Classical Literature
A Very Short Introduction
William Allan
(Oxford, 2014)
135 p.
This is more like it. In an effort to organize my Greco-Roman reading lists, I nabbed this brief volume to get a bird’s eye view. I could hardly have done better. Allan gives a brief introduction to the historical and social context for classical literature, and then proceeds by genre — epic, lyric poetry, drama, historiography, oratory, pastoral poetry, satire, and novel — summarizing the principal features of each literary type and highlighting a few of the principal works. I didn’t need him to tell me about Homer or Herodotus, but I’m happy to have a better understanding of where Horace and Juvenal fit into the picture, not to mention Plautus and Petronius. My reading list is now in pretty good shape, I’d say.

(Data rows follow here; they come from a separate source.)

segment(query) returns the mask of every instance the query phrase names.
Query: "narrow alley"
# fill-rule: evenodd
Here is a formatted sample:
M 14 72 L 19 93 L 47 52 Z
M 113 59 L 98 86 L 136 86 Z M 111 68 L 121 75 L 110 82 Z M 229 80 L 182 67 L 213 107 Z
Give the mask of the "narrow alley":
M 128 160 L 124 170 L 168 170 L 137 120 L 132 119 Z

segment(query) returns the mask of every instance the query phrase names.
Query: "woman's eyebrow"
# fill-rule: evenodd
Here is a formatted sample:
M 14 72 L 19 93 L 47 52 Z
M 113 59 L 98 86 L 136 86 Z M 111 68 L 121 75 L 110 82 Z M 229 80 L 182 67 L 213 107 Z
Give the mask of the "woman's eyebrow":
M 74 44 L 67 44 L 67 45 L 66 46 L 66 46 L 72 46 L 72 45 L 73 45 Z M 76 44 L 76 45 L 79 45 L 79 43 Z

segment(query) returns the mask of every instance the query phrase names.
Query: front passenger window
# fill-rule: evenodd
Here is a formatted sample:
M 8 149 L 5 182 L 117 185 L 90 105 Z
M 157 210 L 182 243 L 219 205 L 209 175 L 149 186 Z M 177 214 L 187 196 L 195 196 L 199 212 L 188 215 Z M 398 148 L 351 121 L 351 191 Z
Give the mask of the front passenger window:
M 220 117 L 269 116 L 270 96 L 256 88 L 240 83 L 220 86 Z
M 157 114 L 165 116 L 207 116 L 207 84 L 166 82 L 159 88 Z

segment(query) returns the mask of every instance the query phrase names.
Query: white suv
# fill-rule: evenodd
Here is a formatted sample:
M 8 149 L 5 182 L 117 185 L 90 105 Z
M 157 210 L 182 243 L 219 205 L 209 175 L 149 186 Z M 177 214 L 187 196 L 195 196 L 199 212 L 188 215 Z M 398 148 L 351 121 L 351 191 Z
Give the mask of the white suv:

I faint to think how long it will take to get to all these books, but it is nice that there is always more to look forward to.
What Makes It Great?
Short Masterpieces, Great Composers
Rob Kapilow
(Wiley, 2011)
314 p.
Rob Kapilow takes about twenty short pieces of music, mostly excerpted from larger works, and examines each of them in detail, highlighting the compositional techniques and describing the musical structure. The pieces are presented chronologically, beginning with the early eighteenth century (“Spring”, from Vivaldi’s Four Seasons) and finishing with the early twentieth century (“…Des Pas sur le Neige”, from Debussy’s Preludes). They range in length from about one minute (the ‘Trepak’ movement from Tchaikovsky’s Nutcracker Suite) to ten minutes (Wagner’s prelude to Tristan und Isolde), with the median being around 3-4 minutes. The book is written at a level appropriate for a general reader with some musical education: each piece is illustrated with numerous excerpts from the score, so he assumes a competence with musical notation, and he uses some, but not too much, technical language to describe what the composer is doing. This is just the sort of mini-listening project that I relish, and it was enjoyable for me to see the musical logic of the various pieces unveiled. For instance, the piece by Debussy is one that I’ve heard numerous times, but I’d never stopped to appreciate the fact that it is based on such a simple musical idea, suitably varied and lavishly harmonized. Likewise, I’d not discerned the musical reasoning informing a little piece like Schumann’s Traumerei, or the way in which Bach’s Prelude in C grows from a tiny musical seed. The book is full of little insights into the craft of musical composition, and I found it very enjoyable.
Physics On Your Feet
Berkeley Graduate Exam Questions
Dmitry Budker & Alexander O. Sushkov
(Oxford, 2015)
216 p.
This was great fun. I did not have to take many oral exams during my graduate studies, but this book gives a flavour (minus the stress) of what I might have encountered. The authors have selected about sixty oral exam questions given to Berkeley grad students over the years, providing both the questions and, on the flip side, the solutions. The questions are drawn from across the spectrum: mechanics, fluids, electromagnetism, squalid state, nuclear & particle, astrophysics, optics, and molecular physics. Because of the oral exam context, none of the questions can call for lengthy calculations; more often they lean on physical intuition, approximations, and a basic (but wide) knowledge of principles. Which is not to say that they are easy! Admittedly, I have been out of the game for a decade now, and I am getting rusty, but these questions are meant to be challenging, and they succeed. Still, I enjoyed trying my hand at one question each day. I’d like to find another such book and continue the practice.